From the investigations performed so far, it can be concluded, that incorporation of influenza vaccines in amorphous glassy carbohydrate matrices has the potential to solve the problems associated with the cold-chain requirement of liquid vaccines. However, many aspects of the stabilization of influenza vaccines, in particular the comparison between the different drying methods for the production of stabilized influenza vaccines, have to be further investigated.

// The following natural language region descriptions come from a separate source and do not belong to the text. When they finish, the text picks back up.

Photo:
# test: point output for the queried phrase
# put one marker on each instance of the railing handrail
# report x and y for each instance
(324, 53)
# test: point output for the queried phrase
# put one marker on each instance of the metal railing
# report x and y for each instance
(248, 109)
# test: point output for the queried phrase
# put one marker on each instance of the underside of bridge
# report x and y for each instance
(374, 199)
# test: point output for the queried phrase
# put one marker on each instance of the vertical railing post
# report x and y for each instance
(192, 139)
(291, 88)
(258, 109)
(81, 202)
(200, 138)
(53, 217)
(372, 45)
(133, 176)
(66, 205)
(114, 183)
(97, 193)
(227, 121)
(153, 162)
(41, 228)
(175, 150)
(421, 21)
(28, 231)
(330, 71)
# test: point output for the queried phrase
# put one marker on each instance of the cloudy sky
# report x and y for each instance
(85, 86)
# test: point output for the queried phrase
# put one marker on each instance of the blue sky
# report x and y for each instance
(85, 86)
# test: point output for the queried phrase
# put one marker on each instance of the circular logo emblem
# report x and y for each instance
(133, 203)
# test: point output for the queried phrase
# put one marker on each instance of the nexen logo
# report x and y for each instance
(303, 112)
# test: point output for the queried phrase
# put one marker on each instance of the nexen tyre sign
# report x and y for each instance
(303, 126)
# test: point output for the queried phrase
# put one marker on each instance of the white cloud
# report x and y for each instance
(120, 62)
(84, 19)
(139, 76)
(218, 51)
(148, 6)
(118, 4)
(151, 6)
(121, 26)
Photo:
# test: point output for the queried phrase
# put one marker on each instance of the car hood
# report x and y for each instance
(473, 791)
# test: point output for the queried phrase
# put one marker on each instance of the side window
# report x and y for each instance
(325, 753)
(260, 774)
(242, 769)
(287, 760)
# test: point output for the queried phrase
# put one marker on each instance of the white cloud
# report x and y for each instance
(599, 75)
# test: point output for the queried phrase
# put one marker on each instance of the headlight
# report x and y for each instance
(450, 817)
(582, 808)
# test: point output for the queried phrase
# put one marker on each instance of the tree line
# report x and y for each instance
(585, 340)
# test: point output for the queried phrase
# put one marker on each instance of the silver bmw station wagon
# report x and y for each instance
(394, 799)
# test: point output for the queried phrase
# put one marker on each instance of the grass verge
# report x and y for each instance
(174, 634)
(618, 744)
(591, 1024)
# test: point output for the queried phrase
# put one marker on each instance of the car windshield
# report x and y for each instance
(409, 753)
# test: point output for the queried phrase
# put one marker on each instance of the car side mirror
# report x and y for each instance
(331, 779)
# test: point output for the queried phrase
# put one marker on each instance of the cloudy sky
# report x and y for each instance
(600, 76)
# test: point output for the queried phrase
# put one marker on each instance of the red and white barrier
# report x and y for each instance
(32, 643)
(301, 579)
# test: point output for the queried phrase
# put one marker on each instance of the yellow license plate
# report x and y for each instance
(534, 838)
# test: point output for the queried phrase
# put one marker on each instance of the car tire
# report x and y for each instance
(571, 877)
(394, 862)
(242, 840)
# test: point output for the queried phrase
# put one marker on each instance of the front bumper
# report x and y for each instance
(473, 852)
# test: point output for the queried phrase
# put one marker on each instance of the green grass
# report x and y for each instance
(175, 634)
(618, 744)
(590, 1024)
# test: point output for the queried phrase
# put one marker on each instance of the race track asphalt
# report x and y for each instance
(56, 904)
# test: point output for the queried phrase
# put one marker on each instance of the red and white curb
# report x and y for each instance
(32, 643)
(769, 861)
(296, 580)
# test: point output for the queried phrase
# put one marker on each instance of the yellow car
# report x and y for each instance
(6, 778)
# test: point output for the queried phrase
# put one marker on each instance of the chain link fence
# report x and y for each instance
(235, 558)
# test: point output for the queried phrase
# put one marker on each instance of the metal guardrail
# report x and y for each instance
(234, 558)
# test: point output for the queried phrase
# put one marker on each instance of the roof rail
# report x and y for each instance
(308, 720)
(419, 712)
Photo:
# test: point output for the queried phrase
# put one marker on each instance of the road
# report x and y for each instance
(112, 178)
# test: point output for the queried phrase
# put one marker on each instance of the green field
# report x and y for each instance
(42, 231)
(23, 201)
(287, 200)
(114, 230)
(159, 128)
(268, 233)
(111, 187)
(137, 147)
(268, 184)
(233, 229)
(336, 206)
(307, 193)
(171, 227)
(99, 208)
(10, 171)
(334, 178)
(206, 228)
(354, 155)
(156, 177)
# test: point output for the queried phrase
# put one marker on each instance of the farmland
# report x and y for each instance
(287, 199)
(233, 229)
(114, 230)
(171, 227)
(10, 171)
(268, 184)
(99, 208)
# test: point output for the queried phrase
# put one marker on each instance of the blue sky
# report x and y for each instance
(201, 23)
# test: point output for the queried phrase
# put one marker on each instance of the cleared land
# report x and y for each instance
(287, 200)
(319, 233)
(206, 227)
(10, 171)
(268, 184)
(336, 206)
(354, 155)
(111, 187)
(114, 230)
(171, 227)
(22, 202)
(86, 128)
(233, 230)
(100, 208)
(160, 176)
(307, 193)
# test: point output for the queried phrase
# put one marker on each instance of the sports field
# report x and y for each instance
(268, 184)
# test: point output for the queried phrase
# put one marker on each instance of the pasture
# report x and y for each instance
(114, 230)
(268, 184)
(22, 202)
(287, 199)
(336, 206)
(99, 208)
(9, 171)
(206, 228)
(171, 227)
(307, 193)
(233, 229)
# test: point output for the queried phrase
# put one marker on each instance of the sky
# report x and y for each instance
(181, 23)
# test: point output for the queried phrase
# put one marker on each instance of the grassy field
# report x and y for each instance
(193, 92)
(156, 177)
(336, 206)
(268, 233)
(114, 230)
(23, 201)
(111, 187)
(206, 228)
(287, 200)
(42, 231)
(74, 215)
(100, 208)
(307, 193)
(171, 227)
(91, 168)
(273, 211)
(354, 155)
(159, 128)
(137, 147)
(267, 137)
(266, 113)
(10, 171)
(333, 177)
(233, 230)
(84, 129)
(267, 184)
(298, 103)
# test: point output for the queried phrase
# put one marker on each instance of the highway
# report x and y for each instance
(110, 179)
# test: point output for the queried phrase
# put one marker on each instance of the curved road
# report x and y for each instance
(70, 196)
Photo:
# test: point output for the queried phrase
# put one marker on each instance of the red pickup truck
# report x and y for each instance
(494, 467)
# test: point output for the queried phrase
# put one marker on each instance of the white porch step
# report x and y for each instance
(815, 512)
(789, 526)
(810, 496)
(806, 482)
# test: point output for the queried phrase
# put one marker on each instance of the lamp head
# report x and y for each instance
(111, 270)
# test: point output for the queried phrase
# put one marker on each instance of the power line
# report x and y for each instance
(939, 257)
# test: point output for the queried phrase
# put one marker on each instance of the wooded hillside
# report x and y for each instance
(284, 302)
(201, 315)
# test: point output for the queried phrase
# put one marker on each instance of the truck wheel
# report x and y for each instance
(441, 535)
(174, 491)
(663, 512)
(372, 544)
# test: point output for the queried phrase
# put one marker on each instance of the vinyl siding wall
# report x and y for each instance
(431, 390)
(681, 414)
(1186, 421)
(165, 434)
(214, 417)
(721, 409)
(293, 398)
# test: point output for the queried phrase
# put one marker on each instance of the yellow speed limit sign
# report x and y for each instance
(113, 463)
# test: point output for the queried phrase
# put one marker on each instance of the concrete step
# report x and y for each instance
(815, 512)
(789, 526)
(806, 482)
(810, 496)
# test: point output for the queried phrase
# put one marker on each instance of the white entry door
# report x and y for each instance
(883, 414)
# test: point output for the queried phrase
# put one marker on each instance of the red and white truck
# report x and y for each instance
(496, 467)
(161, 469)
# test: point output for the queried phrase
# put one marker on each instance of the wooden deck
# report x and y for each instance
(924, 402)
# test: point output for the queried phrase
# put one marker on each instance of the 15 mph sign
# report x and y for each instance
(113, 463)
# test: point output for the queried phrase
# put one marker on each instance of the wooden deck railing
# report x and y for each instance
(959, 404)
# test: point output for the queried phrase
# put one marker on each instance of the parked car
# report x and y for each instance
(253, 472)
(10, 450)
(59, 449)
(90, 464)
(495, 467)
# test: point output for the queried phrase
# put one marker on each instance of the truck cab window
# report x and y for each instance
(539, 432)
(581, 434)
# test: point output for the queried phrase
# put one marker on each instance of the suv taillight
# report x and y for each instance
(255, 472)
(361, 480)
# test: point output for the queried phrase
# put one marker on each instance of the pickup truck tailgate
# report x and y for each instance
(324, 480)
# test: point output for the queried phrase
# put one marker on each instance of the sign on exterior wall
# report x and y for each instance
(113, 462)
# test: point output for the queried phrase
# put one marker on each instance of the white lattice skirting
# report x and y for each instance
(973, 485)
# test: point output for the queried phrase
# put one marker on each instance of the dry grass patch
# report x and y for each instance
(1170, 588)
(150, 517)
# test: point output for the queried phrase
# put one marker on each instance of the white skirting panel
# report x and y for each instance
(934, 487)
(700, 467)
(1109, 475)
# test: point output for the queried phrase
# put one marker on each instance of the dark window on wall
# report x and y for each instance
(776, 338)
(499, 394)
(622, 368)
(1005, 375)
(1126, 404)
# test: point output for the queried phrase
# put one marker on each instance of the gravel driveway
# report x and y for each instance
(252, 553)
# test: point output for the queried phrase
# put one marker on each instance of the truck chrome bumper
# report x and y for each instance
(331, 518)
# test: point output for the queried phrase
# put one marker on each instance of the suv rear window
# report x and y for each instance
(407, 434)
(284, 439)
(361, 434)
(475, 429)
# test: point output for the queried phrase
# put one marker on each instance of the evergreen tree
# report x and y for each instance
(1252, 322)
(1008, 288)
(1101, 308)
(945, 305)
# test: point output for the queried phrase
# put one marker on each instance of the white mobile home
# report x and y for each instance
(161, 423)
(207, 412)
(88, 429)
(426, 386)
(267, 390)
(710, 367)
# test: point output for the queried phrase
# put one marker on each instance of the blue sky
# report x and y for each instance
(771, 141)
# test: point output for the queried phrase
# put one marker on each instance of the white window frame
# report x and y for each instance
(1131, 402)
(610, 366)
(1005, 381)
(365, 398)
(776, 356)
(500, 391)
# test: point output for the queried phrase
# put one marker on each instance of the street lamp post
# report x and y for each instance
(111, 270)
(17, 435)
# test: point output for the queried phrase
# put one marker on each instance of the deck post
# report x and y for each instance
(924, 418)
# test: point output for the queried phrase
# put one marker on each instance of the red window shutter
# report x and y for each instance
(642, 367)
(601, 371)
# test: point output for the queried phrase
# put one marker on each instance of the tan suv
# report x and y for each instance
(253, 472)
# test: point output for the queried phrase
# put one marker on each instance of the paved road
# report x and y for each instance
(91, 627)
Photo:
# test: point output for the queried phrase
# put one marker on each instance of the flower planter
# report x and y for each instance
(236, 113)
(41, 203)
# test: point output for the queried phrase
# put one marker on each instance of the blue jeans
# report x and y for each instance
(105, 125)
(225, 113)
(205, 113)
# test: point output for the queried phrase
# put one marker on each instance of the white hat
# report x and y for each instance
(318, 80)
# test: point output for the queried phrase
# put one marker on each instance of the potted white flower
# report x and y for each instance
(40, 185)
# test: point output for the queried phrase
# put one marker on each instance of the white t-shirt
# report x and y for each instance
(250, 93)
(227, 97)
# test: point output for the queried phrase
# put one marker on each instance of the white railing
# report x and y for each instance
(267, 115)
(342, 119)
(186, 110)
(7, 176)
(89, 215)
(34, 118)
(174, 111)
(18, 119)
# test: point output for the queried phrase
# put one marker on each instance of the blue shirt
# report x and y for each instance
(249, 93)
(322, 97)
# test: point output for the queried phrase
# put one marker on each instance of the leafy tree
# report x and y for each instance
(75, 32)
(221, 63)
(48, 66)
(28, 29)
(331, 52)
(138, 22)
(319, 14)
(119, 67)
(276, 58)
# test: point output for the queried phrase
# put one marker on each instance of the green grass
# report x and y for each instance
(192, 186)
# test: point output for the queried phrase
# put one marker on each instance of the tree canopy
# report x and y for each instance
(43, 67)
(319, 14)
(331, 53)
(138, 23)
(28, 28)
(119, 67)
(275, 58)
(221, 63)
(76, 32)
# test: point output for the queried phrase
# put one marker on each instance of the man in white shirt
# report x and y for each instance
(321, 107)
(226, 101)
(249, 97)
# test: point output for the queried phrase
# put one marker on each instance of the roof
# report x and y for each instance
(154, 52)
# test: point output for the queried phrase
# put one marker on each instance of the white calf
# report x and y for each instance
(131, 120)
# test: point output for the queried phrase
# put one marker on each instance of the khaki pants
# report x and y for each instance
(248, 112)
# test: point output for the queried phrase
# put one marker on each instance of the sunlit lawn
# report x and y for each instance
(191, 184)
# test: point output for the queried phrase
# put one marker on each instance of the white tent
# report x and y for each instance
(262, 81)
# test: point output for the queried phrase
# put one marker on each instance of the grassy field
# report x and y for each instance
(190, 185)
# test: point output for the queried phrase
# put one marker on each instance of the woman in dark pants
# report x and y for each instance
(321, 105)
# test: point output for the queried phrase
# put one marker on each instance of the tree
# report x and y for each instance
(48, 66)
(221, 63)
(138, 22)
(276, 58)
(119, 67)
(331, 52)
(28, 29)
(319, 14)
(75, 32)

It is clear that not all drying methods are suitable. In addition, each vaccine type may possess its own intrinsic sensitivity to different process stresses and have its own limitations, e.g., due to their particulate nature, virosomes and WIV appear to possess a higher sensitivity to shear stresses during atomization applied by spray (freeze) drying than subunit and split vaccines. As a result the incorporation of a vaccine compound in carbohydrate glasses should be optimized by both formulation and drying process considerations. Moreover, not only vaccine-type-dependent formulation and process design, but also the analytical challenges as well as methods to establish the critical parameters for vaccine stability, have to be addressed to guarantee a stable and effective solid influenza vaccine. Since the development of dry-state influenza vaccine is still in a very early stage, additional data on long-term stability of dry influenza vaccine formulations and pre- and clinical studies are needed before an approved product can be launched on the market.